Sadly, the thousand visitors a day never really materialized.  Even in the mid-1980s the place already had a kind of run-down feel to it.  Nothing was ever updated, and the building has set mostly empty since it closed down over a decade ago.  Mocked and now mostly unloved, it's a living reminder that capitalism is a dangerous proposition.  When it fails, it fails miserably.

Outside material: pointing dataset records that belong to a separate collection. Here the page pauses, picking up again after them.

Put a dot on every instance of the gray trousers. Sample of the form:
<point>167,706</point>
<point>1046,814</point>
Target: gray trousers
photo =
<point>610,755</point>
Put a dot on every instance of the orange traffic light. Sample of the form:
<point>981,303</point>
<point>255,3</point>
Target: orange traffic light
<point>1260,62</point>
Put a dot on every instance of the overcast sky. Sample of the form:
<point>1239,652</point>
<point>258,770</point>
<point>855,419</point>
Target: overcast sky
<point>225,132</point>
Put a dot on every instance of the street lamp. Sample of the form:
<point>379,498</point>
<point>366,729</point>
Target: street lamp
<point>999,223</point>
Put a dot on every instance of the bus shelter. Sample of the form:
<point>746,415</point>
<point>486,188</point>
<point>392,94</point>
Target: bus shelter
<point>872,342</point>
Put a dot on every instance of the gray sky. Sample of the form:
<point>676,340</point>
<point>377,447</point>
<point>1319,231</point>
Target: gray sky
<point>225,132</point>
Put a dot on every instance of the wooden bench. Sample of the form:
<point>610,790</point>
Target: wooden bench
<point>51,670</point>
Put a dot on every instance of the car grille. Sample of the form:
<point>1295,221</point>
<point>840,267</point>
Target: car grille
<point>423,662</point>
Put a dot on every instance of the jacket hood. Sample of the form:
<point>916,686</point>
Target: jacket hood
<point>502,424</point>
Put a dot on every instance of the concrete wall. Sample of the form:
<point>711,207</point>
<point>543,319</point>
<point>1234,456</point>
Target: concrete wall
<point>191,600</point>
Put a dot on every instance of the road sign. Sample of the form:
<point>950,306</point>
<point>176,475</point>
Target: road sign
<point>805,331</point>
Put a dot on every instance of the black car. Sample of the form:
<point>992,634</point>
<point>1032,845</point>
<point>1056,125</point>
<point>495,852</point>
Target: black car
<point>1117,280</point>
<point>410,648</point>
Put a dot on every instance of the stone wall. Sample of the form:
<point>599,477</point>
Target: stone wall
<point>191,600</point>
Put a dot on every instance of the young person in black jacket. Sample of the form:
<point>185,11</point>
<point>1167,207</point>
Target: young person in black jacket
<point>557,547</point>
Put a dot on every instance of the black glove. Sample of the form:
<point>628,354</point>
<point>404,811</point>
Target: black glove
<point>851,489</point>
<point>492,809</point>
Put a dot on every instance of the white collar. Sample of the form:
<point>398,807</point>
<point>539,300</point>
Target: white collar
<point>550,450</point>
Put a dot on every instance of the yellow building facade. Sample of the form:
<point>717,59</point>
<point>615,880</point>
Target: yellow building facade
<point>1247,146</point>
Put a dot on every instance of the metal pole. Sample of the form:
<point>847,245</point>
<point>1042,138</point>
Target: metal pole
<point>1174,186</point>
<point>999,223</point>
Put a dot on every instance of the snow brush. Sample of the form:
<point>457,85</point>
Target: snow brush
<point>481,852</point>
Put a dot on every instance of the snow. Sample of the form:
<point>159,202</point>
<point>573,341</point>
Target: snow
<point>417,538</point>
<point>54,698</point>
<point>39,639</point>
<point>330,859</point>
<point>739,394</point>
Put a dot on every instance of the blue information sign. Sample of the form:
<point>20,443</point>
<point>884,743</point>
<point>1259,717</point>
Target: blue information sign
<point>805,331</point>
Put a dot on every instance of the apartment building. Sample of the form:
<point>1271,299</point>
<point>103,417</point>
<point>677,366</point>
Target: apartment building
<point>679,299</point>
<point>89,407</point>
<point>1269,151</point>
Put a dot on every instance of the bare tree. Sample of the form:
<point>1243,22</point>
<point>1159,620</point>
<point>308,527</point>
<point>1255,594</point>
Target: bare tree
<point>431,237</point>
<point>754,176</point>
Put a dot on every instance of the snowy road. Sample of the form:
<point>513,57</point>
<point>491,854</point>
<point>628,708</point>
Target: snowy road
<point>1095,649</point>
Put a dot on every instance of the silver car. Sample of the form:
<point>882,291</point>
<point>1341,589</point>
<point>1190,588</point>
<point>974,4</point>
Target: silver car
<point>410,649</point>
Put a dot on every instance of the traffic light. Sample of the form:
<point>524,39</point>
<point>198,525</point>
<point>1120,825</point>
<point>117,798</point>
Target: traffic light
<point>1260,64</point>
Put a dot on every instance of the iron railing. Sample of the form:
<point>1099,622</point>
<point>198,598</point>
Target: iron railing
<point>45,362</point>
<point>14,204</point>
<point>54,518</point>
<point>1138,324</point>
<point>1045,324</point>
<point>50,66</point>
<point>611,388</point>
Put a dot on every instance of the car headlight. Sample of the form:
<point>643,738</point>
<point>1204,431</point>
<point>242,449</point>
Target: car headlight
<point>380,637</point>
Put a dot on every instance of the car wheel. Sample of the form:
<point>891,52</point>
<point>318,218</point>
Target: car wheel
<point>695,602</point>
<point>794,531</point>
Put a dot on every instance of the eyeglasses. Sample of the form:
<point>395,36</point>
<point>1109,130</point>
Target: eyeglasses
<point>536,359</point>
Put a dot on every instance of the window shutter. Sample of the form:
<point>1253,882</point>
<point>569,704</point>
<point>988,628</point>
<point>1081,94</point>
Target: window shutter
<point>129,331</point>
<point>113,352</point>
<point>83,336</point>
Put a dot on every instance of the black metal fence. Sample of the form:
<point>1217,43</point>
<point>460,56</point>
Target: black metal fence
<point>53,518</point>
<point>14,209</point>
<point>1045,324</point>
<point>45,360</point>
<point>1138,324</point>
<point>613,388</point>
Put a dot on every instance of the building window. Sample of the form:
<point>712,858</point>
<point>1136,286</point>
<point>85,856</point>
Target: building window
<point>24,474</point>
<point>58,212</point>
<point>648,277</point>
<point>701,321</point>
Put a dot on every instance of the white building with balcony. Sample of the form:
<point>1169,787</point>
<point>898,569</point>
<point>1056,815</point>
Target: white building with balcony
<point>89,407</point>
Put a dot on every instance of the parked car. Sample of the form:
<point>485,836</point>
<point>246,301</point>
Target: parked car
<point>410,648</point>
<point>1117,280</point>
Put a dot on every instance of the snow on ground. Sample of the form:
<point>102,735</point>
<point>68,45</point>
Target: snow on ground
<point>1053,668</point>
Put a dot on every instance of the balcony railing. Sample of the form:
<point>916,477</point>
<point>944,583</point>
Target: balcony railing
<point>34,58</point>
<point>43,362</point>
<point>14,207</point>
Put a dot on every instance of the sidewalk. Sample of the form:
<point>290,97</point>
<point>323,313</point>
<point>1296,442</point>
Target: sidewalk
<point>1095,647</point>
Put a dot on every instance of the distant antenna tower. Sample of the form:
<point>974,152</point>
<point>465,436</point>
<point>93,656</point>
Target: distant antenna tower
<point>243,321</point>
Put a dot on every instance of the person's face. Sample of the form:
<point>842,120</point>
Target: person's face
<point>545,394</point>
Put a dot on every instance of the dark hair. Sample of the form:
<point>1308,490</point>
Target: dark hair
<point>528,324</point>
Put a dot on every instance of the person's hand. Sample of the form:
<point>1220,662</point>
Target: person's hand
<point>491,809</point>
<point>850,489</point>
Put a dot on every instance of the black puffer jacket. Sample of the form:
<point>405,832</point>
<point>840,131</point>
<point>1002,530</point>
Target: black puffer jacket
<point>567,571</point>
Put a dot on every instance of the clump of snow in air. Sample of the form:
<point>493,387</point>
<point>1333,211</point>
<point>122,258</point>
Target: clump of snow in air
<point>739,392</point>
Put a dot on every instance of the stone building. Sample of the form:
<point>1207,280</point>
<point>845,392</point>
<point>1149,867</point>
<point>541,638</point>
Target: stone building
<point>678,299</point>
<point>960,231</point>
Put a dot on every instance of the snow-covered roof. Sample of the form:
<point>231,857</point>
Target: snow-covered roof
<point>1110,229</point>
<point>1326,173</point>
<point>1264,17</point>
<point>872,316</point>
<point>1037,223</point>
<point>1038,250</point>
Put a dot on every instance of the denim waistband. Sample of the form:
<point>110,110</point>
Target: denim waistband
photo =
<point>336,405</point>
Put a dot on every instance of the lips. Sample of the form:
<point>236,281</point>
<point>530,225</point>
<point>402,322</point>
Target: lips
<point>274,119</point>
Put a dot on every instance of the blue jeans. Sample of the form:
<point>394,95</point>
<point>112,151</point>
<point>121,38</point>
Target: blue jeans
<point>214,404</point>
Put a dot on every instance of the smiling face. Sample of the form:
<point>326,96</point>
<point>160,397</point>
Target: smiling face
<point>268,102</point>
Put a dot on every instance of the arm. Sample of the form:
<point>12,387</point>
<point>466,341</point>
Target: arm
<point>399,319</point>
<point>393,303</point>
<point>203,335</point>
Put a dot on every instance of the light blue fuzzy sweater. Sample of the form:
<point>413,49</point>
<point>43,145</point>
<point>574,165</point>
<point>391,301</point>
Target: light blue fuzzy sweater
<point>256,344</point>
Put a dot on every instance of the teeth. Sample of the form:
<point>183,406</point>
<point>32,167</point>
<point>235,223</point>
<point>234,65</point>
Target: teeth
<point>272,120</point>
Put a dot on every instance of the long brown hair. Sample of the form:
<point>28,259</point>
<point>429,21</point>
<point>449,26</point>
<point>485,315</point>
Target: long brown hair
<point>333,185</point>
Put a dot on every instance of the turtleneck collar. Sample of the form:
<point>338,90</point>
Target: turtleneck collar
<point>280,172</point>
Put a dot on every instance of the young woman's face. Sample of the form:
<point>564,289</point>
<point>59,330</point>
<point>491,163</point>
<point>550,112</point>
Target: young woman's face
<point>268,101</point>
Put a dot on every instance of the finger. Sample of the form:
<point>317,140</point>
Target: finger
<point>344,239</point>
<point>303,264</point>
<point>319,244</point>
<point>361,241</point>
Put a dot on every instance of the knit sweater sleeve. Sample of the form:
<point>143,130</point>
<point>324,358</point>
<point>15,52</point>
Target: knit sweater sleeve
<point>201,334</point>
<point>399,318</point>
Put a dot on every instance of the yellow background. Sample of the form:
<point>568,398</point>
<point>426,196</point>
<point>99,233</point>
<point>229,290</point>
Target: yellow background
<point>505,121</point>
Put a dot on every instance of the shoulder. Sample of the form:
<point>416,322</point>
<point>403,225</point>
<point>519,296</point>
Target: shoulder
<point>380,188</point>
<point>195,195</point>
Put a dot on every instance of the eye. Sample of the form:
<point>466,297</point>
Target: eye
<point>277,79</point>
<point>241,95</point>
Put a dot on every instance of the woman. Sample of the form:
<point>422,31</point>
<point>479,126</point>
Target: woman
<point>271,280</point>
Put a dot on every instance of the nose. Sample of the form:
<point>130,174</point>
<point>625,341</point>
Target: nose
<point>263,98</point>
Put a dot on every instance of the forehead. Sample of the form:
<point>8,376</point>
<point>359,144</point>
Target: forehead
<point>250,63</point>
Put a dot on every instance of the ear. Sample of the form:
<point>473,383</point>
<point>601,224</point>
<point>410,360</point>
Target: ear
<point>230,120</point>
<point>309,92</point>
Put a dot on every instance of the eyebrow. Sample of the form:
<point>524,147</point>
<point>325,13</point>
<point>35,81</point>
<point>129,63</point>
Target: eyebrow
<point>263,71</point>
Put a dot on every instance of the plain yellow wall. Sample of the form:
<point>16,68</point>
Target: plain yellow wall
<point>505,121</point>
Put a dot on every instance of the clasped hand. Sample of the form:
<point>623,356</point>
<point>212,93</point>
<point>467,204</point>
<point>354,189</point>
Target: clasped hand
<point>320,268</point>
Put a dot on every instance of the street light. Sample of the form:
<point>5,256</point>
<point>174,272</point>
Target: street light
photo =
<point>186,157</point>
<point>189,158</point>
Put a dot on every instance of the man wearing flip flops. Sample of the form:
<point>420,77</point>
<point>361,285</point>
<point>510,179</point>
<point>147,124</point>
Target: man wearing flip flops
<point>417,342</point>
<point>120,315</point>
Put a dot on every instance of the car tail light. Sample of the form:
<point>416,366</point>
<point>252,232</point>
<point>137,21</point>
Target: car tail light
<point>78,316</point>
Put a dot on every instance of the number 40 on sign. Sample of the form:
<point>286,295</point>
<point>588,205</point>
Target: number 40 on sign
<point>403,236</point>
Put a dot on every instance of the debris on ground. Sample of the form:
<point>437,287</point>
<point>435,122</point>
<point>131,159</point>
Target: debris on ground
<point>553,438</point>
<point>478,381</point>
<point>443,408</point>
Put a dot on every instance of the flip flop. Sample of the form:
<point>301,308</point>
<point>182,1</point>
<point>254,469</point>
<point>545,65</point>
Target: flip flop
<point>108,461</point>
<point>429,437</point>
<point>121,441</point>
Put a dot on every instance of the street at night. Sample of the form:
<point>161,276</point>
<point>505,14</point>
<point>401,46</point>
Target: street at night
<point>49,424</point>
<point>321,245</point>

One final side note...only in recent years have I found great irony in the fact that a Christian institution, which Biblically speaks to the nature of fellowship and helping out the poor, allowed such a monument to be built on its campus.  As I remember it now, Enterprise Square loved the individual and spoke to the glories of unfettered capitalism...but where was God in all this?  What about the poor?  Do we just let them get crushed by the overwhelming world economy?  What about those who have been in jail and have no real future?  Do we say sorry, you don't fit into the model of supply and demand?  Nowhere in my memory do I remember anything about God at Enterprise Square.  Reading the prophets of the Old Testament as much as I have for the last few years I have been struck by its call for economic justice and its warnings about the rich growing richer while the poor get left behind.  This, more than anything, has pushed me away from the extreme conservatism of my youth.